Founded in Rotterdam, Netherlands, and headquartered in Boston, Mendix has more than 400 employees and raised at least $38 million in capital from investors, including Battery Ventures. Most recently, the company was listed in Gartner's 2018 Magic Quadrant for Mobile App Development Platforms. It was also among CRN's 20 coolest cloud platform vendors of the 2018 Cloud 100.

The acquisition announcement comes after Siemens launched a partner program for its MindSphere industrial IoT platform last fall, which targets systems integrators, app developers, consultants and other groups.
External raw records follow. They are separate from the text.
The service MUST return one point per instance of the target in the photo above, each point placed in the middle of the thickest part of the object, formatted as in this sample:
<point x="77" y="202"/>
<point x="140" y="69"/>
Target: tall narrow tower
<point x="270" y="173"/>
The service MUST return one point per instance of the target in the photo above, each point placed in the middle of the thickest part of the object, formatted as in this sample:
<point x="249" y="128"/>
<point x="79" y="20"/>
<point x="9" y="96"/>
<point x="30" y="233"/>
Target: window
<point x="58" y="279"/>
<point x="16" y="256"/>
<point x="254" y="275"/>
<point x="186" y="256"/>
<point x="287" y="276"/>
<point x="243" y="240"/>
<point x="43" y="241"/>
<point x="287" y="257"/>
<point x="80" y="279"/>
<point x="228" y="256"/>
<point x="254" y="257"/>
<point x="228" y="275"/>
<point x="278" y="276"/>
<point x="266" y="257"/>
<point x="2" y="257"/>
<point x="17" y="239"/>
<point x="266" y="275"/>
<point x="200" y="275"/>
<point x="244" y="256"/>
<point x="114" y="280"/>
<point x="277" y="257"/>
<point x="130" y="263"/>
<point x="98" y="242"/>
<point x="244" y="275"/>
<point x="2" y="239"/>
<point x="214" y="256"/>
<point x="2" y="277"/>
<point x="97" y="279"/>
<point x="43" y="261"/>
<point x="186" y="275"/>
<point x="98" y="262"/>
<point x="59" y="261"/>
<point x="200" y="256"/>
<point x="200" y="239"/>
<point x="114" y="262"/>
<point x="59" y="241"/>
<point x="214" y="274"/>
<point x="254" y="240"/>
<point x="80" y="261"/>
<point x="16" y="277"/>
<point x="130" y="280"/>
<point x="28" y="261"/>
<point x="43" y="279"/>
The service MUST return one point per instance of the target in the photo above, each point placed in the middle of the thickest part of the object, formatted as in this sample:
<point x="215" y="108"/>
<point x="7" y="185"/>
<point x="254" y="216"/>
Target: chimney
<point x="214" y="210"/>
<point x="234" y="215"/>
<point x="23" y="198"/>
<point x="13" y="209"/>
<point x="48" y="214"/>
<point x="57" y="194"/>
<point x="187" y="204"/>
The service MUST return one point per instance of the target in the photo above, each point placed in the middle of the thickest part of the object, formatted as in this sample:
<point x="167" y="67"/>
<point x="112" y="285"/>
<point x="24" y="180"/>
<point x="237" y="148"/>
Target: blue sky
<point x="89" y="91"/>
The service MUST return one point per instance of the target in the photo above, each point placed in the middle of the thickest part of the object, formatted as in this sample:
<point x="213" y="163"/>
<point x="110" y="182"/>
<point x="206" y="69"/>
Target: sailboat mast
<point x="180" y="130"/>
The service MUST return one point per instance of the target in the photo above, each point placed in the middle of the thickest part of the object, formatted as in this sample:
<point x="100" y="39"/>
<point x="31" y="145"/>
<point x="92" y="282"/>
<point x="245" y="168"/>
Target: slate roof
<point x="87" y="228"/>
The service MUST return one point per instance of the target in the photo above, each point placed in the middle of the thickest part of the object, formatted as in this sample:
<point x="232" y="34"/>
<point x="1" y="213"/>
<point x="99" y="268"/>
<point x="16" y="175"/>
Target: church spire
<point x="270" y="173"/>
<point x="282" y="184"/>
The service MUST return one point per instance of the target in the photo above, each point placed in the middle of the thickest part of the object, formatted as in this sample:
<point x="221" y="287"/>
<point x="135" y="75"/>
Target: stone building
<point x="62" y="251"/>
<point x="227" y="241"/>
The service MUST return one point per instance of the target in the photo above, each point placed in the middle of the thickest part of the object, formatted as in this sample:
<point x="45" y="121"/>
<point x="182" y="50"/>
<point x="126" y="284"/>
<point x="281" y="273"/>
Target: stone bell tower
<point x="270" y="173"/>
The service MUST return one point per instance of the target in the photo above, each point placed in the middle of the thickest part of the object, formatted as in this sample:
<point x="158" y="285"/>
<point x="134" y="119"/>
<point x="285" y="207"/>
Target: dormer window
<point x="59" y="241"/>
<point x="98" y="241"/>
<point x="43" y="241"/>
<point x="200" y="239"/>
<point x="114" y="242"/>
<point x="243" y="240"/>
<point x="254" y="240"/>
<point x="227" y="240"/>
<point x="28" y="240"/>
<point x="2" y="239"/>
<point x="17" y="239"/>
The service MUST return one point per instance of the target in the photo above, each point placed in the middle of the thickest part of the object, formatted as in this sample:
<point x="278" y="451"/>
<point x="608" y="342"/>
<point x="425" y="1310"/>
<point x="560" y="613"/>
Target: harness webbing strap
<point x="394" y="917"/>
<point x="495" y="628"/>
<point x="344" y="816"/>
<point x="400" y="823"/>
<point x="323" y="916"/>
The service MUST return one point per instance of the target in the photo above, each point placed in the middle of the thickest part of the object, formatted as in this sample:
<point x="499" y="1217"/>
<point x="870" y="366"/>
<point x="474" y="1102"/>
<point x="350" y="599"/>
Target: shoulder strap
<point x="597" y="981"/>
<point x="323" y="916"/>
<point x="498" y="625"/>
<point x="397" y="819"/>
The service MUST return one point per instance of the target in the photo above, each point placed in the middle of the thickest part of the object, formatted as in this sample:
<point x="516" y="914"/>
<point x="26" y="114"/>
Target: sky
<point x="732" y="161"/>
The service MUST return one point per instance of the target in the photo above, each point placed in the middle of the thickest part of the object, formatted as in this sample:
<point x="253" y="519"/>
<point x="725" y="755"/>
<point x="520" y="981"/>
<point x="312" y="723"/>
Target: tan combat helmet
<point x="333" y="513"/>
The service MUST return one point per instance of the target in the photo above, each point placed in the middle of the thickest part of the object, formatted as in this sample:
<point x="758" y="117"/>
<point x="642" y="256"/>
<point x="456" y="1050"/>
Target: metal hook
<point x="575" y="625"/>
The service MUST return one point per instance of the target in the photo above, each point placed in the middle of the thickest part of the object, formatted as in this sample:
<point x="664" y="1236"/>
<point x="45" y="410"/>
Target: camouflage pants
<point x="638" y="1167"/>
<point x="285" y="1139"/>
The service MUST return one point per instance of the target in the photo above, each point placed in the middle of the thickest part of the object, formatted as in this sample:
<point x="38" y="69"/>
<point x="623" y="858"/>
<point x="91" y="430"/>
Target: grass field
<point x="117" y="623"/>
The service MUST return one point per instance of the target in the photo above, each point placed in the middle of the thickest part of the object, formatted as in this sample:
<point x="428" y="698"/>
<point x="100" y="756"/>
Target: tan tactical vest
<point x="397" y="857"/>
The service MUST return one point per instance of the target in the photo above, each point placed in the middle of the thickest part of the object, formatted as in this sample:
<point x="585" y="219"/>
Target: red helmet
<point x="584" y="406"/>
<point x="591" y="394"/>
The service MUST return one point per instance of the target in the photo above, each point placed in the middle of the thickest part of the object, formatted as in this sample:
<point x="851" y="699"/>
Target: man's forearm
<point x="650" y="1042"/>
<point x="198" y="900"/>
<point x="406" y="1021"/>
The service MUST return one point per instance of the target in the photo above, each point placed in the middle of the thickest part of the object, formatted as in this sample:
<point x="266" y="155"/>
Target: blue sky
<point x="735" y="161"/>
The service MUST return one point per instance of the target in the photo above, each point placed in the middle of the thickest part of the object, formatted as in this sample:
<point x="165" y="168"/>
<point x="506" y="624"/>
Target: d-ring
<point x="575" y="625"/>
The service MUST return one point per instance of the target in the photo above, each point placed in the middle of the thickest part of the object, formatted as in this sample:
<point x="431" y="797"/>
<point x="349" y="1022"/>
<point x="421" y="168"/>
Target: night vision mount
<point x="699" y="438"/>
Shawn Sandoval, president of KAASM, a Seattle-based solution provider that primarily sells Siemens software, told CRN that his company has been evaluating whether to switch to MindSphere for building its own IoT apps and said the Mendix news was encouraging.

"It sounds like they made an acquisition to ease the development burden," he said.

One of Siemens' challenges with MindSphere adoption, Sandoval said, is that systems integrators generally don't have as much coding experience as "type A" developers.

"Just knowing the challenges that are there, I think it's a smart move trying to remove that disparity between the two," he said.

With a number of competing IoT platforms out there, including PTC's Thingworx, Mendix is a way Siemens can further differentiate itself, according to Sandoval.

"The problem with those platforms is you're fighting for developers," he said, "and to pull them away you have to make a really compelling argument."